When Tracker Tilmouth died from heart and cancer complications in 2015 at the age of 62, longtime family friend Alexis Wright was part way through a project to write a memoir of the Aboriginal visionary.

A figure bigger than life itself, irreverent, quick-witted, loved and hated in equal measure, he was someone who enjoyed the highest influence in Australia and would bombard leaders, white and black, with his ideas of how to develop a sustainable Aboriginal economy to safeguard the future of Indigenous culture. This, he called, his vision splendid.
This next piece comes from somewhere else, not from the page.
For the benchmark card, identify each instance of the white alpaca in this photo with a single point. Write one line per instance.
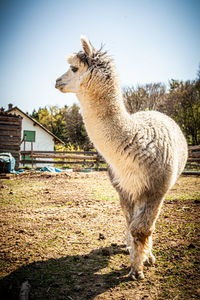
(146, 151)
Stella Prize winner, Alexis Wright.

Photo: Janie Barrett

Tracker's life seemed an impossible story to tell, almost too big to be contained in a single book but Wright pushed on because she felt Australia needed to hear what Tracker had to say. ''It is important. It involves the future of Aboriginal people and our culture.''

Tracker didn't leave a trail of paperwork, his ideas were squirrelled away inside other people's heads and research, as Wright wrote in the introduction to Tracker, which on Thursday was named the winner of the 2018 Stella Prize.

The Miles Franklin Prize winner's unconventional approach to biography produced what the Stella judges described as a majestic and remarkable work of collaborative storytelling. Wright spoke to Tracker and those who knew him to create a weaving portrait of the Eastern Arrernte man, a member of the Stolen Generations and one-time director of the Central Land Council.